Can anyone tell how to save game on Resident Evil1?Do i have to press a key or go to a special room?


----------



## Kirok (Apr 22, 2006)

Get the ribbons then interact with a typewriter


----------



## MartinX33 (Sep 19, 2008)

Thank you very much!


----------



## Couriant (Mar 26, 2002)

man it's been so long since I did that game... i totally forgot about the typewriter.....

lol


----------



## SMSH (Sep 23, 2008)

Hi, i am Saad. I have the solution to your problem of not loading saved games from RE n RE2. Its the OS that is the problem, it doesnt support XP n there is absolutely no patch made in XP. Wont take much time if u have a good internet connection (abt 20 min), thats worthwhile.

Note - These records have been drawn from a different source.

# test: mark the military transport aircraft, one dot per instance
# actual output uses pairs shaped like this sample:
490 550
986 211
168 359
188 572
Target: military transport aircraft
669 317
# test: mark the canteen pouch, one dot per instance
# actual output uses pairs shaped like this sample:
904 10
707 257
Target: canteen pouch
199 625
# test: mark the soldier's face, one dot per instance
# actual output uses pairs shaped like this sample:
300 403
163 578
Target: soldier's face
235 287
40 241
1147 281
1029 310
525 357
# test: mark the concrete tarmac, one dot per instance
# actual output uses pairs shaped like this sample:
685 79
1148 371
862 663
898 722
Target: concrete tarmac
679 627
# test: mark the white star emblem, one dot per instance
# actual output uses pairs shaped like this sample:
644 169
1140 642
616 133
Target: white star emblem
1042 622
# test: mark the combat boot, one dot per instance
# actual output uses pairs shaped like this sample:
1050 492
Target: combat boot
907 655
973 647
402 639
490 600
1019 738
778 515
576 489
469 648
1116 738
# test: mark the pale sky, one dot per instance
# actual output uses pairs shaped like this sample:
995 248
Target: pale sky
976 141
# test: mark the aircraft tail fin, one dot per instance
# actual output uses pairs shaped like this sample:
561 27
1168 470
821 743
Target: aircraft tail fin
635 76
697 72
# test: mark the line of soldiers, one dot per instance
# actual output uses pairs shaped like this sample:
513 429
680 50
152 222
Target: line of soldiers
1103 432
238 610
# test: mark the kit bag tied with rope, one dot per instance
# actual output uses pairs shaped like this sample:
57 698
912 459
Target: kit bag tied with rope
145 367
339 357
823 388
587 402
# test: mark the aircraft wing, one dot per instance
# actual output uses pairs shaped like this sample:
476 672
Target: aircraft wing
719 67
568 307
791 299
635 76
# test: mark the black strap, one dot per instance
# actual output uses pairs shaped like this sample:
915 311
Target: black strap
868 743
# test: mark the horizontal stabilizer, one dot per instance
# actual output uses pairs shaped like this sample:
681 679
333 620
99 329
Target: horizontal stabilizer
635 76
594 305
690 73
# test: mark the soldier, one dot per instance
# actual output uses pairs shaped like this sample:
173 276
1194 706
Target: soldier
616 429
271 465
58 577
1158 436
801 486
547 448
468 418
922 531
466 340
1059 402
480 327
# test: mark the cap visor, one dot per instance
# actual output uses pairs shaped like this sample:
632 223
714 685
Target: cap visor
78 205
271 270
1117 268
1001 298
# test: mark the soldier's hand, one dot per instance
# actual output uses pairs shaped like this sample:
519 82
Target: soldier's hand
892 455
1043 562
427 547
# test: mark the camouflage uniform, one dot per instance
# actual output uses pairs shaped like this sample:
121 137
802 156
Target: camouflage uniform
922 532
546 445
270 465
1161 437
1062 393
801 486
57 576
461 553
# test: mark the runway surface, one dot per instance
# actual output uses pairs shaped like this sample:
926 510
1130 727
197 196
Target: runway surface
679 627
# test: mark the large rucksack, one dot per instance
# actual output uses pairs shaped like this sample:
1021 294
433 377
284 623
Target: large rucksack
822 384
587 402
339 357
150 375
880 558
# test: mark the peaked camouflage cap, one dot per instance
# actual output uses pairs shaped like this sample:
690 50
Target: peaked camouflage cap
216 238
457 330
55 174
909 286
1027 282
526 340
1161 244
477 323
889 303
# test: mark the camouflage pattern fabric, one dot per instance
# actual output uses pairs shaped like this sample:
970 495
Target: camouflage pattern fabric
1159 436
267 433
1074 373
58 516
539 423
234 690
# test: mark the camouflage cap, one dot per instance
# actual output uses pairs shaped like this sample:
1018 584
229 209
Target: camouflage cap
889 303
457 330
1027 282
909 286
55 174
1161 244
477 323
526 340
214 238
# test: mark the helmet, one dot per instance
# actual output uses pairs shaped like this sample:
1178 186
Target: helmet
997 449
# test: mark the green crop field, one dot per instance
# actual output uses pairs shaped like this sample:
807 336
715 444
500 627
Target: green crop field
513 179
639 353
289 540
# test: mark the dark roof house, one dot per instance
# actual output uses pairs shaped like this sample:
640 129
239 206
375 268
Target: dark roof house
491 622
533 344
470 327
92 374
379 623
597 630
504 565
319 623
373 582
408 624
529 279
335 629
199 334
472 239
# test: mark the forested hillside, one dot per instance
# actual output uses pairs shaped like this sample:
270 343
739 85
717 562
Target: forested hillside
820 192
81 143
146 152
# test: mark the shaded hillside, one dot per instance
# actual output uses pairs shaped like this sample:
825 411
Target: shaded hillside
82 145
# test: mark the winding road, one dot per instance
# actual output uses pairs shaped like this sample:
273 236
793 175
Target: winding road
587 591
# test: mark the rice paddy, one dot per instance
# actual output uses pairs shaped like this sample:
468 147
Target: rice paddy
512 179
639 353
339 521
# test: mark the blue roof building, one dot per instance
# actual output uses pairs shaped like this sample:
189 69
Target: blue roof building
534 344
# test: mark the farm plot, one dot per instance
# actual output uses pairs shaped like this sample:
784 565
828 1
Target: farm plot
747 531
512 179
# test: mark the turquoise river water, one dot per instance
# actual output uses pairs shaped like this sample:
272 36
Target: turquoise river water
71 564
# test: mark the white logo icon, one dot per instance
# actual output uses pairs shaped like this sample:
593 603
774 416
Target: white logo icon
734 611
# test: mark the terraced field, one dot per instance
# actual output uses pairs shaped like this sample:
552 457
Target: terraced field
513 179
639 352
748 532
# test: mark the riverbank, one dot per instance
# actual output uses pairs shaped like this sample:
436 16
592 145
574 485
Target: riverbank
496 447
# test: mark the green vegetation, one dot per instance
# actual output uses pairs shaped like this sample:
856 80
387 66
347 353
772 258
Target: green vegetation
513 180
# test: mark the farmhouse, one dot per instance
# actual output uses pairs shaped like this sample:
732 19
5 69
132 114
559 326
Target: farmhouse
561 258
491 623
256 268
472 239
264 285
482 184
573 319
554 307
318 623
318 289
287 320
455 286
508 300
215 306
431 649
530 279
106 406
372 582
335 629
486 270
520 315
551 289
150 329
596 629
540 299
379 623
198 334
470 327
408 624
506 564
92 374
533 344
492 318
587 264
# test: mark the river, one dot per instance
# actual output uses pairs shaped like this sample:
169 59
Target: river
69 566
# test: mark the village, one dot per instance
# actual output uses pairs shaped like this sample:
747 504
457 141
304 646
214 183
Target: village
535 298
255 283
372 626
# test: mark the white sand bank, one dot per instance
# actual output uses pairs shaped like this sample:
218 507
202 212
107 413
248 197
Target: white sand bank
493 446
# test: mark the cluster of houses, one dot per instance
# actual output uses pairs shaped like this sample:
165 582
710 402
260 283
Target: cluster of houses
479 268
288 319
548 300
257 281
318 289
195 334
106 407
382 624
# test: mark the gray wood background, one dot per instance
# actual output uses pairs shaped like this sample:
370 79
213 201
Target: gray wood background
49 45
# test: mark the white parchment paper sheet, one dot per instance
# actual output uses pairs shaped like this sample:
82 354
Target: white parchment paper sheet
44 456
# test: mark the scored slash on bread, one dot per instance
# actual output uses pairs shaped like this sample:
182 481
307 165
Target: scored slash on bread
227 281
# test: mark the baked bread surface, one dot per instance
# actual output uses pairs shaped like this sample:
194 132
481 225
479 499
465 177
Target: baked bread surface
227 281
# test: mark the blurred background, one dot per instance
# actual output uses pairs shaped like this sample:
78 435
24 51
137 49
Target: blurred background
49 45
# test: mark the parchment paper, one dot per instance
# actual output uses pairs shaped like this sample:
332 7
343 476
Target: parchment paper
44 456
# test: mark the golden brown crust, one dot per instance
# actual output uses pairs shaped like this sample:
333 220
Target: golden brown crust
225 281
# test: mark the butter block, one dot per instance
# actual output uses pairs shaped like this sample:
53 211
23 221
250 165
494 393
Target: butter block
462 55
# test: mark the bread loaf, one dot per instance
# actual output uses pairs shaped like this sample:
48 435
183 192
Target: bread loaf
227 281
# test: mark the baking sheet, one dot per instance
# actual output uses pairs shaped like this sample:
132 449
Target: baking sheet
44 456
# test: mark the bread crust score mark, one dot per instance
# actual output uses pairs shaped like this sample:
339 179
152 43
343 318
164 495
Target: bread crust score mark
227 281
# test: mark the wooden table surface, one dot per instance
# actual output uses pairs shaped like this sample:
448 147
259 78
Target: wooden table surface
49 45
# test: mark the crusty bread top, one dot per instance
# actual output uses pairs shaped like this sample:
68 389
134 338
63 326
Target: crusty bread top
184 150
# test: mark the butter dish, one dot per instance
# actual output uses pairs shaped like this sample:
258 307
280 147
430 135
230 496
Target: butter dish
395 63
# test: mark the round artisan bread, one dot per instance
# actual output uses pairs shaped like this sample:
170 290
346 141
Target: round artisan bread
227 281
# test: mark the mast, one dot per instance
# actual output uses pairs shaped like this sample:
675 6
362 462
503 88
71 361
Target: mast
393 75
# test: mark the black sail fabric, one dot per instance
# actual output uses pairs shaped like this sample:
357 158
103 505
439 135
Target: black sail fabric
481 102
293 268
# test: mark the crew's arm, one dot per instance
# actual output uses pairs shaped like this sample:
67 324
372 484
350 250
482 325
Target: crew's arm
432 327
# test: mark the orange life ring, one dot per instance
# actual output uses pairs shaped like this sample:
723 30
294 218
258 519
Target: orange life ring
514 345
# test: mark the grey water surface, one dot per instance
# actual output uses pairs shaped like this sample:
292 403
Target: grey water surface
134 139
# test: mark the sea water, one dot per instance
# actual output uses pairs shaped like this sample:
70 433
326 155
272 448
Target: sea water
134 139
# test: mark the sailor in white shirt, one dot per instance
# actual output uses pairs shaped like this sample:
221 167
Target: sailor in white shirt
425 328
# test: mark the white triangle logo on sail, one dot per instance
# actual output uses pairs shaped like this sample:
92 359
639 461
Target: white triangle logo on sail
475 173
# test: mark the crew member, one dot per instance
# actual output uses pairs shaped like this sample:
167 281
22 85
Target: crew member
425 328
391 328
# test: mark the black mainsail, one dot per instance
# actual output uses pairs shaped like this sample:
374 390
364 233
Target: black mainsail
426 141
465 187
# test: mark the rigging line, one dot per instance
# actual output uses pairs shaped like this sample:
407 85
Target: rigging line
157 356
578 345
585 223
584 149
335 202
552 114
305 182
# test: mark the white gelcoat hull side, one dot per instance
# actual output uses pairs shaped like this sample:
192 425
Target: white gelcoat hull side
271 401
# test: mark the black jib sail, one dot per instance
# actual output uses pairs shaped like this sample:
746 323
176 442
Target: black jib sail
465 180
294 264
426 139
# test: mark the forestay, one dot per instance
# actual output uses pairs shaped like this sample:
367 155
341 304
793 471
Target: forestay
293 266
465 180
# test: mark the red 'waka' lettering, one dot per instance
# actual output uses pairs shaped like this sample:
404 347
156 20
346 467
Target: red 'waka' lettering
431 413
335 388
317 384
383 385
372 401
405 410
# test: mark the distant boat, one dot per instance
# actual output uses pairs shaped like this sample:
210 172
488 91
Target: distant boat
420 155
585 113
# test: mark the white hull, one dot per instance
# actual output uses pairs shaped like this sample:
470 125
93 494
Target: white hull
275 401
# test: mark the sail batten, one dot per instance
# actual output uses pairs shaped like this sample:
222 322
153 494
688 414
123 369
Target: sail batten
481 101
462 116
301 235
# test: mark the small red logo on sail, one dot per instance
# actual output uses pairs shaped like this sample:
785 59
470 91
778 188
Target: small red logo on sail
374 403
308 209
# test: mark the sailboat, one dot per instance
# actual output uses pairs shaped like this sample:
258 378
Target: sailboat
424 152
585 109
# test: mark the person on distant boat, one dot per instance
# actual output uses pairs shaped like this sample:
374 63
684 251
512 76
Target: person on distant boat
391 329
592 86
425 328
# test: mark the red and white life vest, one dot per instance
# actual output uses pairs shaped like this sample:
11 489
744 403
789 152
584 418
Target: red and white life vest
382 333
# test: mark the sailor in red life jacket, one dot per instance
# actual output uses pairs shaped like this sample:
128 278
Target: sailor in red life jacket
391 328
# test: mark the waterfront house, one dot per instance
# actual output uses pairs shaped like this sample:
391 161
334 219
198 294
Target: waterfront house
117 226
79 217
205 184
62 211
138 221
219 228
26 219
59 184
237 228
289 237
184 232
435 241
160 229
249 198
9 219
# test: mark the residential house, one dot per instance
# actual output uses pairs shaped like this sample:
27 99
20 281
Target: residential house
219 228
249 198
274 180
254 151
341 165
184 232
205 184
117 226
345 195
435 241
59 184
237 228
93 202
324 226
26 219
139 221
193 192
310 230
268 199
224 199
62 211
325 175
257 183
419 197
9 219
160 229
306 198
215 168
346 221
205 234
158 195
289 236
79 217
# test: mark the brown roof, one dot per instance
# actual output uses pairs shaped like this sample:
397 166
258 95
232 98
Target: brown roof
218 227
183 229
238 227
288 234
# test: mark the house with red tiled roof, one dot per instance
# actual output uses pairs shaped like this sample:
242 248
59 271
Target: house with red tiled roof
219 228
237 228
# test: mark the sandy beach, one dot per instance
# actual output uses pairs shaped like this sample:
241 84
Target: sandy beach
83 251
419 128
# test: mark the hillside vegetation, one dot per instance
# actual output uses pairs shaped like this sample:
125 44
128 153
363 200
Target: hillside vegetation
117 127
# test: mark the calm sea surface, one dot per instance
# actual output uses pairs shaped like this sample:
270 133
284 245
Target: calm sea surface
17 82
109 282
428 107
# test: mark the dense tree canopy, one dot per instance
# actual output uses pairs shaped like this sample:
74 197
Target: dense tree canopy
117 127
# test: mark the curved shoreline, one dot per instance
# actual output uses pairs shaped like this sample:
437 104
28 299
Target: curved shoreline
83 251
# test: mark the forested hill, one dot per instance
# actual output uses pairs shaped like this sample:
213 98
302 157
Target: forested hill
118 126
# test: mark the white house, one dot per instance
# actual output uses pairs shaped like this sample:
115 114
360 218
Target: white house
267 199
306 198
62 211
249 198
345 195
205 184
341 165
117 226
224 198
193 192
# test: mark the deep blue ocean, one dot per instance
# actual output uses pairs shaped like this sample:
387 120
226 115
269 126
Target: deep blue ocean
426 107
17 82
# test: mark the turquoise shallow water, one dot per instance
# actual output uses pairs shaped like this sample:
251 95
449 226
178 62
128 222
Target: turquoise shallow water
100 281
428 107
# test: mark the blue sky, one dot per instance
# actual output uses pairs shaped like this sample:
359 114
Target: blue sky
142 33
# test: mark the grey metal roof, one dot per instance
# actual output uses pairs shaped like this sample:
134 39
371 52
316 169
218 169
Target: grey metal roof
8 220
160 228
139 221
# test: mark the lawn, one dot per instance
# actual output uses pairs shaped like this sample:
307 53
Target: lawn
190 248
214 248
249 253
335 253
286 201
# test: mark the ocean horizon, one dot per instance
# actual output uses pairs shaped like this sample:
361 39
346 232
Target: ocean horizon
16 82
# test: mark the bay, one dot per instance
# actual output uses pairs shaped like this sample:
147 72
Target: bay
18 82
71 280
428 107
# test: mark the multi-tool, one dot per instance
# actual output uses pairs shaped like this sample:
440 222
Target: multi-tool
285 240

Here is the following u need to do:

1) Download Compatibility Tool Kit (Latest) and Net Fix (2.0 or above), dont worry, both the softwares are sharewares on microsoft website, just search them on Google and u will get ur link.

2) It will ask for one to two more softwares, also from Microsoft as Sharewares from the same wesite, DONT CLOSE THE WEB SO SOON, (Personally, very annoying cuz it will keep on asking it while the setup runs or application is running), download them cuz its a requirement.

3) Finally, run 'Standard User Analyser' named shortcut made in your start menu. It opens an advanced window, but dont worry, your job is related from the same screen u see in the start. Click on browse and select the exe file u wanna run. Then click launch, it will take few swconds to launch, (It will ask for another application from Microsoft, Annoying, from the same site). But this time the software automatically asks for it, u just need to press yes. If for some reason it doesnt open that way, download it from the site, its also a shareware. 

When all this is done, the game will run n finally u can see ur saved files in the load screen, ready to be loaded, but heres a bug i found in RE2 only, the exe no longer distinguishes between claire saves n leon saves.

The game wont slow down or create any problems n this has worked for almost everyone i have recommended to. Many other games can be made playable by this software, but few will give a gltich, as in Commandos 1, that would b becuz the problem is no longer OS but new motherboards which do not support DOS.


----------